O Ministério da Saúde anunciou nesta quinta-feira (21) um novo protocolo nacional para rastreamento do câncer colorretal no Sistema Único de Saúde (SUS). Com a medida, o Teste Imunoquímico Fecal, conhecido como FIT, passa a ser o exame de referência para homens e mulheres sem sintomas.
O exame é indicado para pessoas entre 50 e 75 anos e pode ajudar na detecção precoce da doença, considerada o segundo tipo de câncer mais frequente no Brasil, sem contar os tumores de pele não melanoma.
Segundo o Ministério da Saúde, a estratégia pode ampliar o acesso de mais de 40 milhões de brasileiros à prevenção.
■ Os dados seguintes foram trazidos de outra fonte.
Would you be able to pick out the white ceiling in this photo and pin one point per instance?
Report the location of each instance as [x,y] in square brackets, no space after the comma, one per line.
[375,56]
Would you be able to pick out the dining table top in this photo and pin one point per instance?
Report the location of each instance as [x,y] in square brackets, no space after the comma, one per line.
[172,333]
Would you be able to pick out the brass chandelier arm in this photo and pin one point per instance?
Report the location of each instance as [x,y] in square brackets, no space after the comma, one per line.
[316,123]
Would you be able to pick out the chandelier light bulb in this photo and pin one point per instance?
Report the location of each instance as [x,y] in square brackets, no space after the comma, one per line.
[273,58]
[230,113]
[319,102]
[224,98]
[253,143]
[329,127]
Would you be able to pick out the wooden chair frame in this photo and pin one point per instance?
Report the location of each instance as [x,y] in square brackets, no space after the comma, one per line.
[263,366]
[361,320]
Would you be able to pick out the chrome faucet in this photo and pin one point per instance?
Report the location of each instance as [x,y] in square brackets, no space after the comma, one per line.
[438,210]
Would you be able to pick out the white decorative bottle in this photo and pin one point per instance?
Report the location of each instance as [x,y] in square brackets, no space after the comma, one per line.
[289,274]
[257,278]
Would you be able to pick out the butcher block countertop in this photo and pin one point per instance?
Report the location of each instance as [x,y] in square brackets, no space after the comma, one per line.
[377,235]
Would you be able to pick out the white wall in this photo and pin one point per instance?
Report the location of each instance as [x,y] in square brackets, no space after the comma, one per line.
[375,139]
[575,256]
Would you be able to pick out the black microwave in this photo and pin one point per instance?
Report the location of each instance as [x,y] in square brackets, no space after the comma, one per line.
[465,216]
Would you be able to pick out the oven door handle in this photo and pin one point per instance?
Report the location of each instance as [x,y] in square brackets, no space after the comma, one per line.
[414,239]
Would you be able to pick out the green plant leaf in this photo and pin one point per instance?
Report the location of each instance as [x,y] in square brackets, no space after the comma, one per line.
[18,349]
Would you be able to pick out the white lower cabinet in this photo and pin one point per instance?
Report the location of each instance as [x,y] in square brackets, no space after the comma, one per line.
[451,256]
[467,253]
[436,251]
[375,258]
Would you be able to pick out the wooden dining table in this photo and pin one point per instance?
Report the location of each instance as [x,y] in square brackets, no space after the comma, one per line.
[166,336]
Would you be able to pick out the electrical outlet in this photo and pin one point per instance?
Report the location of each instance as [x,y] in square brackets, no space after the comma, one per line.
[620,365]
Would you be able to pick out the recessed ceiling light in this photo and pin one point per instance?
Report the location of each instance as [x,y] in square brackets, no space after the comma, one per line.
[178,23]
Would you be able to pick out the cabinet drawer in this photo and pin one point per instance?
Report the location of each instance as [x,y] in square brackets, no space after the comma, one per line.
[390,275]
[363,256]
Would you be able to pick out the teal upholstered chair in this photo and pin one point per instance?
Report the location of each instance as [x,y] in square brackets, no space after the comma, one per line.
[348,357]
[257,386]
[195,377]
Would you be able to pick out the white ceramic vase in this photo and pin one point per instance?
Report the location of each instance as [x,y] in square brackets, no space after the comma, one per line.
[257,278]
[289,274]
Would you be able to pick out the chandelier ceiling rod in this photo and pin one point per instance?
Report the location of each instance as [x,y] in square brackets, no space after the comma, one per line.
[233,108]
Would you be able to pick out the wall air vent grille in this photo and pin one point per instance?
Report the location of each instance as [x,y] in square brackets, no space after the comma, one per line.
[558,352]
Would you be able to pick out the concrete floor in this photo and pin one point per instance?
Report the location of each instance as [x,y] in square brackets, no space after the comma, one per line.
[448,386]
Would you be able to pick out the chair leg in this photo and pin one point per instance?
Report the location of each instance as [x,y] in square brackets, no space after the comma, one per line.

A estimativa do Instituto Nacional de Câncer (Inca) é de 53,8 mil novos casos por ano no país entre 2026 e 2028.
O FIT é um exame de fezes capaz de identificar pequenas quantidades de sangue oculto, invisíveis a olho nu, que podem indicar pólipos, lesões pré-cancerígenas ou câncer no intestino.
Entre as vantagens, o teste não exige preparo intestinal, não precisa de dieta restritiva, pode ser feito com apenas uma amostra, é menos invasivo e tende a ter maior adesão da população.
Quando o resultado aponta presença de sangue oculto, o paciente é encaminhado para exames complementares. A colonoscopia segue sendo considerada o principal exame para avaliação do intestino, pois permite visualizar o cólon e o reto e retirar pólipos durante o procedimento.
Especialistas alertam que um resultado positivo não significa necessariamente câncer, já que outras condições também podem causar sangramentos. Por outro lado, um resultado negativo não elimina totalmente o risco, o que reforça a importância do acompanhamento periódico.